Ok, my brother has Dish Network. He's called several times to Dish Movers and they apparently aren't in any hurry to come move the dish for him. His homeowner's association is harrassing him because the covenants say that it has to be hidden from view of the street. It needs to be moved about 10 feet. I would like to think that it's as simple as getting a compass heading with my GPS and making sure that the angle of the dish and the mounting pole is exactly matched to the original location. That, combined with the signal strength on the setup screen should be enough to allow us to move the dish and tweek it to the best possible reception? Am I oversimplifying the task? I did a search on the entire forum and was overwhelmed by the number of posts that contained "move" and "dish", far too many to find the answer to my question.

Thanks in advance,
Jeff


----------



## BIONIC1 (Apr 30, 2007)

Its not that hard to move the dish if you have a compass. The fact that you have two people make it even easier. What you could do is go to the point dish screen (Menu-6-1-1) as you move your dish check your signal strength for the satellites you recieve most likely the 119/110

Edit: Assuming he has a Dish 500 if its a Dish 1000 Id probably recommend a tech


----------



## James Long (Apr 17, 2003)

It shouldn't be too hard. Getting the mast absolutely level is a must.

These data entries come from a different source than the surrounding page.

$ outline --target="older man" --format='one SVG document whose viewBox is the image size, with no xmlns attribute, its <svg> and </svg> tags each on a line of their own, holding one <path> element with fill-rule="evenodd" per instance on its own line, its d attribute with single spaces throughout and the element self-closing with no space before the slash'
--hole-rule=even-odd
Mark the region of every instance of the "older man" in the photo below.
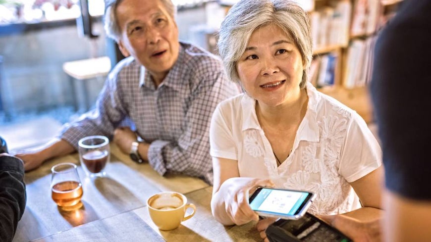
<svg viewBox="0 0 431 242">
<path fill-rule="evenodd" d="M 113 137 L 123 152 L 148 161 L 161 175 L 181 173 L 212 183 L 211 115 L 238 89 L 217 57 L 178 41 L 175 12 L 170 0 L 107 4 L 105 30 L 128 57 L 109 73 L 94 110 L 65 125 L 44 148 L 17 154 L 26 170 L 74 151 L 85 136 L 100 134 Z M 136 131 L 121 127 L 129 118 Z"/>
</svg>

What size of dish is this?


----------



## j_nolesfan (May 2, 2006)

James Long said:


> It shouldn't be too hard. Getting the mast absolutely level is a must. What size of dish is this?

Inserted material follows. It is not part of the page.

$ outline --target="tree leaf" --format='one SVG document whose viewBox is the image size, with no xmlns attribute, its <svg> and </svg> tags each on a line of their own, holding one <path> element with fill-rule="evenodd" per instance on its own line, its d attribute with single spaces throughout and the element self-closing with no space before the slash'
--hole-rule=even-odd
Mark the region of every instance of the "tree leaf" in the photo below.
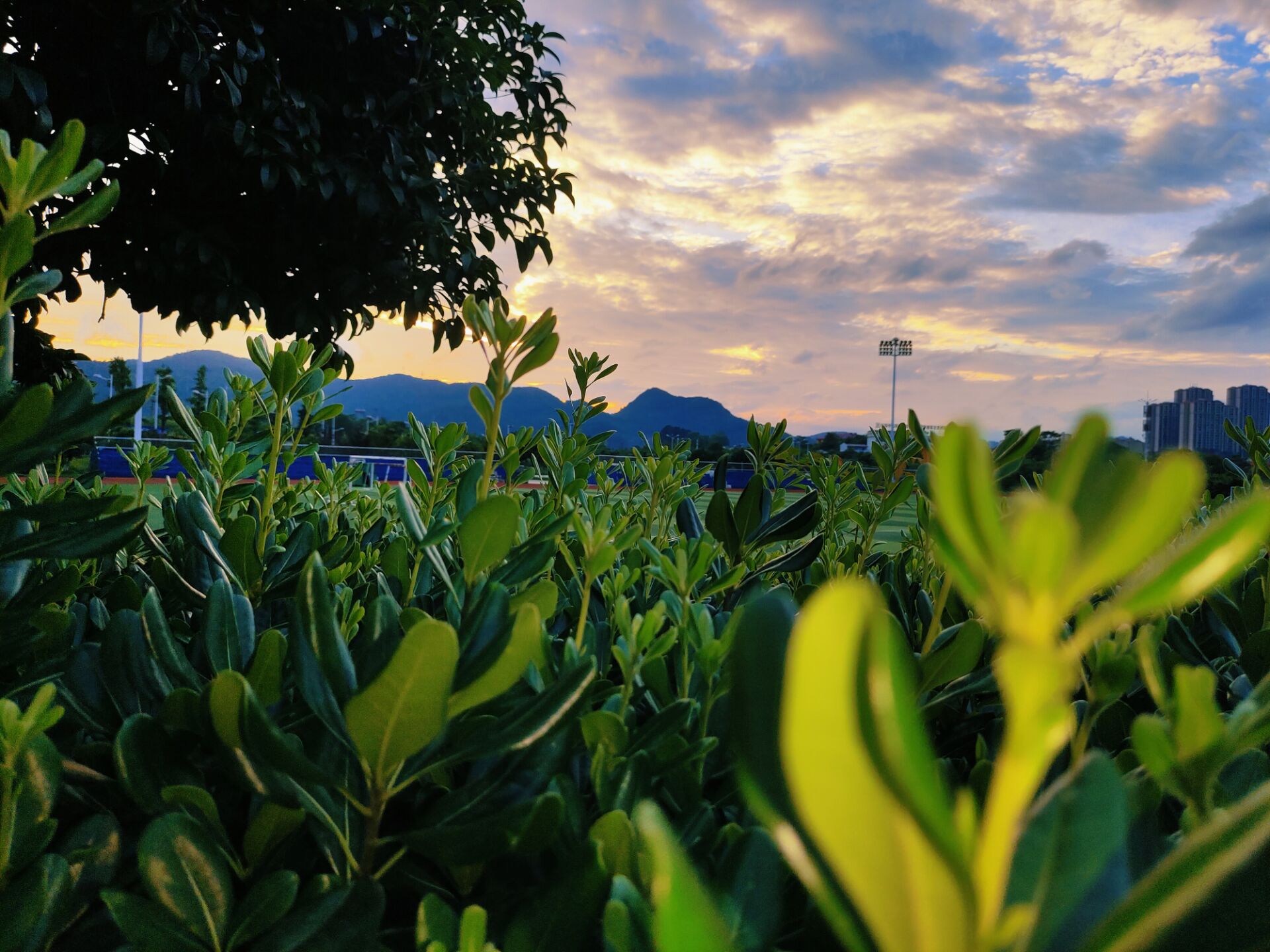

I'm pretty sure it's not anything more advanced than a 500. It's at least two years, possibly three years old and it is strictly SD. 
Jeff


----------



## James Long (Apr 17, 2003)

Make sure that the mount is secure (and level) and you should be fine. Just give yourself a couple of hours so you don't have time pressure. Dish500's are not bad.

(Of course, that is easier to say after setting up a SuperDish and Plus dish.)


----------



## FTA Michael (Jul 21, 2002)

If the dish was mounted on its own "foot", and if you can move the whole thing to a part of the roof with the same slope as the original placement, then most of your work is already done for you. Make sure the new spot has a good line of sight, then move the dish over, screw into place with silicone on the threads, and make any minor tweaks to get the best signal.


----------



## j_nolesfan (May 2, 2006)

FTA Michael said:


> If the dish was mounted on its own "foot", and if you can move the whole thing to a part of the roof with the same slope as the original placement, then most of your work is already done for you. Make sure the new spot has a good line of sight, then move the dish over, screw into place with silicone on the threads, and make any minor tweaks to get the best signal.


I thought of that too Michael since lots of neighbors are getting letters telling them they have to move them if they can be seen from the street. However, this one is pole mounted on a pole that is cemented into the ground. I can't decide if we should just move the pole with the cement on it and then add extra cement to anchor it or if we should attempt to bust the cement off and put completely new.

Jeff


----------



## FTA Michael (Jul 21, 2002)

There's a part of me that wants to suggest that you find a satellite that can only be seen from the current pole position and install a 1-meter FTA dish to pick it up. Depending on the direction of the street from your house, the satellite would need to be far west or far east. Then I'd glue a copy of the OTARD rules to the back of the 1-meter, and then I'd put up my little Dish 500 somewhere in the back yard. But that's all just spiteful; don't do that.

Taking a deep breath, I'd say that you'd be better off to leave the old pole alone and add a new pole in the back yard. Unless the HOA is also banning visible poles.


----------



## rvd420 (Mar 10, 2003)

j_nolesfan said:


> Ok, my brother has Dish Network. He's called several times to Dish Movers and they apparently aren't in any hurry to come move the dish for him. His homeowner's association is harrassing him because the covenants say that it has to be hidden from view of the street. It needs to be moved about 10 feet. I would like to think that it's as simple as getting a compass heading with my GPS and making sure that the angle of the dish and the mounting pole is exactly matched to the original location. That, combined with the signal strength on the setup screen should be enough to allow us to move the dish and tweek it to the best possible reception? Am I oversimplifying the task? I did a search on the entire forum and was overwhelmed by the number of posts that contained "move" and "dish", far too many to find the answer to my question.
> 
> Thanks in advance,
> Jeff


If he can't get a signal anywhere else without a significant cost he can leave the dish where it is.

Google OTARD.


----------